Silencia memfokuskan energinya dan membuka telapak tangan, sebuah cahaya putih keemasan keluar seperti bola listrik yang menyengat. Lalu ia menggenggam telapak tangannya lagi, bola listrik itu hilang. Silencia merasa bingung atas kekuatan yang ia miliki dan darimana itu berasal. Meskipun dewa Flocke ada dipihaknya tapi ini mungkin ada kaitannya dengan orang tua kandungnya.

Sebuah ketukan keras terdengar dari luar pintu, "Nona.." Tessa membuka pintu lalu masuk. "Camilan apa yang hendak anda suguhkan sebagai pendamping teh untuk Duke Sergey?" tanya nya lagi.

Silencia berpikir sesaat, lalu menjawab. "Bagaimana dengan kue kering yang biasa saja dan beberapa buah segar untuk dinikmati bersama teh?" jawab Silencia ragu. "Ah.. Sediakan saja semua.

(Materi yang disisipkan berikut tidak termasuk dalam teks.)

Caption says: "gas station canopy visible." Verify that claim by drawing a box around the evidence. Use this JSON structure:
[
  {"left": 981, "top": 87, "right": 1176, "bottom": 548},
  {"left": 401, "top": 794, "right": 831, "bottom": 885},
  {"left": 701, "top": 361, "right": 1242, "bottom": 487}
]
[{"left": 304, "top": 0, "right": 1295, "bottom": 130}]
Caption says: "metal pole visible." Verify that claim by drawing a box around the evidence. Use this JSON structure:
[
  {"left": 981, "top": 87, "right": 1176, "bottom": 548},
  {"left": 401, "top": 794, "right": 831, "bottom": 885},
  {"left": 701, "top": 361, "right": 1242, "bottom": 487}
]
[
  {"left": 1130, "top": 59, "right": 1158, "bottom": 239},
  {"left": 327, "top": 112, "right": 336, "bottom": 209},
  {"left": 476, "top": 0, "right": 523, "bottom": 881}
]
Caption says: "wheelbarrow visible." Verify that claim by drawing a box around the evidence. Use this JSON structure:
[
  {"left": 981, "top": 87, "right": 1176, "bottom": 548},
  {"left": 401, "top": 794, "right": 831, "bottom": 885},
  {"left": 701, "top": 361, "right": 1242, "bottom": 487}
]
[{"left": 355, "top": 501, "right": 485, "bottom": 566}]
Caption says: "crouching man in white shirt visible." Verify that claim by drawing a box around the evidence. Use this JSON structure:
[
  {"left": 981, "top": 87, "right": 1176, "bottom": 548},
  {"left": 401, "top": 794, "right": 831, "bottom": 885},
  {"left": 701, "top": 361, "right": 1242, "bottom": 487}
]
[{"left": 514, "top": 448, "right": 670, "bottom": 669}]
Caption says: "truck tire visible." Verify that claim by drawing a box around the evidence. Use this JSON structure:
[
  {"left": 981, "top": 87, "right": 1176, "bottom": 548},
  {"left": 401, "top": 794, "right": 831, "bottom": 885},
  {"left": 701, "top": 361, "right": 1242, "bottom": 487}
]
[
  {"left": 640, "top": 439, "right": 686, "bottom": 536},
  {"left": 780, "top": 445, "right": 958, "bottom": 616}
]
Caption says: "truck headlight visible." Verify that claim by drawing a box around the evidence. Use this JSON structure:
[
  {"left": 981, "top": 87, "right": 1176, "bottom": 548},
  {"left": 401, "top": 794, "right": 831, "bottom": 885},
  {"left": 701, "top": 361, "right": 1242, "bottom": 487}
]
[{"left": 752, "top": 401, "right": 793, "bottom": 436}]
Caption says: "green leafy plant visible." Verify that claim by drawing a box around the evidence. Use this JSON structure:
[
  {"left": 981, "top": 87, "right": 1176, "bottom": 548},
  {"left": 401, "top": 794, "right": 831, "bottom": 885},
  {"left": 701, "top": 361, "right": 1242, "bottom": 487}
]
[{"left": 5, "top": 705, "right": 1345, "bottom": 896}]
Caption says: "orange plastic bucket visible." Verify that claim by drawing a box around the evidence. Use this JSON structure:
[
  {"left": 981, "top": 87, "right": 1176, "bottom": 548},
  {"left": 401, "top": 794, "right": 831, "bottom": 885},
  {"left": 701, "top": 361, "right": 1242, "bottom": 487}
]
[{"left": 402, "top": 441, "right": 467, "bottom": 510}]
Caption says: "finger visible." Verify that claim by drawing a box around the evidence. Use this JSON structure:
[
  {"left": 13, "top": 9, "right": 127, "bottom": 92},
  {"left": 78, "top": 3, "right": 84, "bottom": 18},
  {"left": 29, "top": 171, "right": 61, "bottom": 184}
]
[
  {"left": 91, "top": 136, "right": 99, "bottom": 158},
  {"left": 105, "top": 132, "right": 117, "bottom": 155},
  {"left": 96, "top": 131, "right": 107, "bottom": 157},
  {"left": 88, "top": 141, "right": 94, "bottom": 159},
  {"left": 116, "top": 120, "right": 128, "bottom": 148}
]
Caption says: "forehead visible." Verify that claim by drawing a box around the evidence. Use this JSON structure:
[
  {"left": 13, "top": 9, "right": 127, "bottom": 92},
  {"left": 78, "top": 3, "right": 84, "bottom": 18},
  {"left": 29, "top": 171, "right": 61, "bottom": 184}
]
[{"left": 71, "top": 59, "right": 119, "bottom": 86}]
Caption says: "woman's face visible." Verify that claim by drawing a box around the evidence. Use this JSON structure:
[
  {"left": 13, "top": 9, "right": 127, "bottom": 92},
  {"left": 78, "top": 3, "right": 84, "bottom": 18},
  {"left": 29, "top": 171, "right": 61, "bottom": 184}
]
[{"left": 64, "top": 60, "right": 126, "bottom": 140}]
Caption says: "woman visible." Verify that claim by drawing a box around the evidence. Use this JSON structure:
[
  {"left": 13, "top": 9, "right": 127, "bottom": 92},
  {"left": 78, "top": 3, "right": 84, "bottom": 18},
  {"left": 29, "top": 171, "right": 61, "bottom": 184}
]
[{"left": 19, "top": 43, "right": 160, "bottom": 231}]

Apa yang dapur kita bisa olah, berikan saja semuanya." Silencia gugup dan sadar ia sama sekali tidak tahu apa camilan kesukaan Ares.

Tessa mengangguk setuju dan menuliskan pesanan tersebut dalam bukunya. "Baiklah, saya akan menyiapkan semuanya dengan baik. Apakah ada hal lain yang bisa saya bantu, Nona?" Ia terkekeh melihat nonanya kebingungan. Ini pertama kali baginya melihat Silencia Amarilys gugup dan bingung.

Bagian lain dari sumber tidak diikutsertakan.